Because of water’s molecular structure, the initial crystal takes on a hexagonal (six-sided) pattern. As the Smithsonian Science Education Center explains, the “classic” snowflake is a six-sided crystal, but the exact shape depends on the temperature and humidity the crystal encounters as it falls. Slight variations produce dramatically different results: thin plates, long columns, sharp needles, or the elaborate branching arms most people picture when they think of a snowflake. No two snowflakes follow an identical path through the atmosphere, which is why no two end up looking quite the same.
This is also what distinguishes a snowflake from a frozen raindrop.
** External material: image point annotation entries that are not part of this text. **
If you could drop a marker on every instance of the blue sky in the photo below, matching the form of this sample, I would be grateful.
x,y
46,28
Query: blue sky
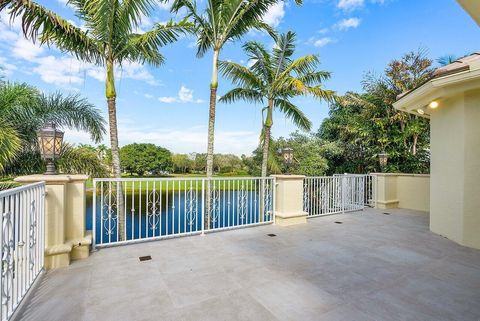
x,y
168,106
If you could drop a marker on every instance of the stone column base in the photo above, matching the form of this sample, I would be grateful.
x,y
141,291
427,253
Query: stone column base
x,y
387,204
290,218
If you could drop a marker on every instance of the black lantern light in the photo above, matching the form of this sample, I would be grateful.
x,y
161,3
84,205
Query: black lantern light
x,y
50,141
383,159
287,154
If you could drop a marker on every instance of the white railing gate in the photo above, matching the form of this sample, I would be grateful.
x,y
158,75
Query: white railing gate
x,y
22,241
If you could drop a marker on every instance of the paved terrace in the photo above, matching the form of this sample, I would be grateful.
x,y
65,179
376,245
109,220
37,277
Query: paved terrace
x,y
371,267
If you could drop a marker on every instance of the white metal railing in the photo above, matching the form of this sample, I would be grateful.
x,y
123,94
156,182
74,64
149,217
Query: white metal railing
x,y
129,210
22,240
327,195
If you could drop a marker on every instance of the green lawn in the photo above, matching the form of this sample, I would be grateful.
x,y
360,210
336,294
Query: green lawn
x,y
180,185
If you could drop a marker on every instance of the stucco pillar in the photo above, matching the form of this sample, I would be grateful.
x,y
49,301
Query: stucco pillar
x,y
455,168
386,191
289,200
65,235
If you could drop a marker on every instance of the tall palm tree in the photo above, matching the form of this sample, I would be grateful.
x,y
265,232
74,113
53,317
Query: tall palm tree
x,y
273,79
109,38
24,110
222,21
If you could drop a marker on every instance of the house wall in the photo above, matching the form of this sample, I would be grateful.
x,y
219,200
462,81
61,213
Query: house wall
x,y
455,169
399,190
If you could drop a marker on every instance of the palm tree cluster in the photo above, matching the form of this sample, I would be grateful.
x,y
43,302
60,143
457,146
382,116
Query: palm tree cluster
x,y
110,36
273,79
24,110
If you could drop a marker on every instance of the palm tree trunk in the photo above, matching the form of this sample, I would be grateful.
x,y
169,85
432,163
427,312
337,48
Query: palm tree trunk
x,y
211,114
211,134
414,147
112,120
267,127
266,137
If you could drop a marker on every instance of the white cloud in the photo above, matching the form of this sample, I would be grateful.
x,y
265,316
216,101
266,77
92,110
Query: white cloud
x,y
167,100
321,42
59,71
275,14
137,71
346,24
6,69
348,5
193,139
25,49
185,95
165,5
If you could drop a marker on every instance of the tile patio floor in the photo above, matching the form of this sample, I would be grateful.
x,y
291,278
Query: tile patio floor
x,y
371,267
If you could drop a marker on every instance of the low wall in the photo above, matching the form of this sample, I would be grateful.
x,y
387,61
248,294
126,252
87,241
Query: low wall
x,y
399,190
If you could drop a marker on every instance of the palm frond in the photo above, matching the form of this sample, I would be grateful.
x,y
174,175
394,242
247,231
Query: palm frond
x,y
239,75
246,94
71,111
10,144
144,47
43,24
293,113
77,160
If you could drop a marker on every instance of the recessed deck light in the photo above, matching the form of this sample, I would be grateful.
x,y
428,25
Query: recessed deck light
x,y
433,104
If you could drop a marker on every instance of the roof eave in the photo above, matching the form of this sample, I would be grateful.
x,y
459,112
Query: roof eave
x,y
438,89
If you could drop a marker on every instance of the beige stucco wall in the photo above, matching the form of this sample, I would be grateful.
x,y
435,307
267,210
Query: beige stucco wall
x,y
289,200
65,206
413,192
399,190
455,168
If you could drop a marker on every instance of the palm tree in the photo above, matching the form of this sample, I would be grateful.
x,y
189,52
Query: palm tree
x,y
24,110
109,38
220,22
275,78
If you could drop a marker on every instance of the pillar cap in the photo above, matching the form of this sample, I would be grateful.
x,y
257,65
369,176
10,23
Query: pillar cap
x,y
50,179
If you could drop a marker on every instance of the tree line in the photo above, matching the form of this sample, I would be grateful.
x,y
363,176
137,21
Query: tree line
x,y
109,37
359,126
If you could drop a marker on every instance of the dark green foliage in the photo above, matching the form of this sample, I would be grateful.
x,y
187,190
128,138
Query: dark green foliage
x,y
310,152
364,125
143,159
24,110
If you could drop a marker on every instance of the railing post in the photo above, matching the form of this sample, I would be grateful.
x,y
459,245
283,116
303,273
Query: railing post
x,y
203,207
289,200
94,216
343,193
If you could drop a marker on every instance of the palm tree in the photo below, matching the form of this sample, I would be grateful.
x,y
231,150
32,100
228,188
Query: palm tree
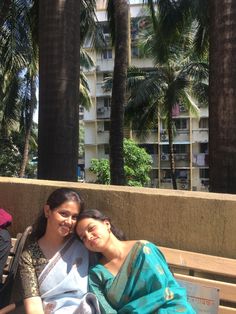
x,y
222,97
19,54
119,21
59,71
178,75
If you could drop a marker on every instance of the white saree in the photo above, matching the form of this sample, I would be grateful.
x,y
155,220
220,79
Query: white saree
x,y
63,283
Sleet forms when liquid rain freezes on its way down. A snowflake, by contrast, was never liquid. It grew crystal by crystal through deposition, which is why it has that intricate, symmetrical geometry instead of a simple round pellet of ice.
Deposition Inside Clouds
Deposition doesn’t just happen on the ground. It’s a major process inside cold clouds, where it drives ice crystal growth through something called the Wegener-Bergeron-Findeisen (WBF) process. In mixed-phase clouds (clouds containing both liquid water droplets and ice crystals), ice crystals grow at the expense of nearby water droplets. Water vapor migrates from the droplets to the ice crystals through deposition, causing the droplets to shrink and eventually disappear while the ice crystals get larger.
This matters because it’s one of the primary ways precipitation forms in cold climates. The ice crystals grow heavy enough to fall, and if the air below the cloud is warm enough, they melt into rain. If it stays cold all the way down, they reach the ground as snow. Either way, deposition inside the cloud is what got the process started.
Effects on Climate and Earth’s Energy Balance
Cirrus clouds, the thin, wispy clouds found at high altitudes, form largely through deposition. Water vapor deposits into ice crystals at the extremely cold temperatures found in the upper atmosphere, and the rate and efficiency of that deposition determines how many ice crystals form and how complex their shapes become.
This has real consequences for how much heat Earth retains. The size, number, and shape of ice crystals in cirrus clouds change how those clouds interact with sunlight and the heat radiating from Earth’s surface. Research published in Atmospheric Chemistry and Physics found that ice crystal complexity in cirrus clouds contributes a cooling effect of roughly 1.12 watts per square meter toward Earth’s energy budget. That’s a meaningful number in climate science, where even small shifts in the energy balance drive changes in global temperature over time. Getting deposition rates right in climate models is therefore important for accurate climate projections.
Deposition vs. Sublimation
Deposition and sublimation are mirror images. Sublimation converts ice directly into water vapor. Deposition converts water vapor directly into ice. Both skip the liquid phase, and both are part of the water cycle, but they happen under different conditions.
Sublimation favors dry air, low pressure, strong sunlight, and wind. It’s common at high altitudes, like the south face of Mt. Everest, where snow and ice can vanish into the air without ever visibly melting. Deposition favors high humidity and very cold surfaces or air temperatures. It’s most active on cold, calm, clear nights near the ground and inside freezing clouds at altitude. Together, the two processes move water between its solid and gaseous forms without ever passing through the liquid stage that dominates most of the water cycle.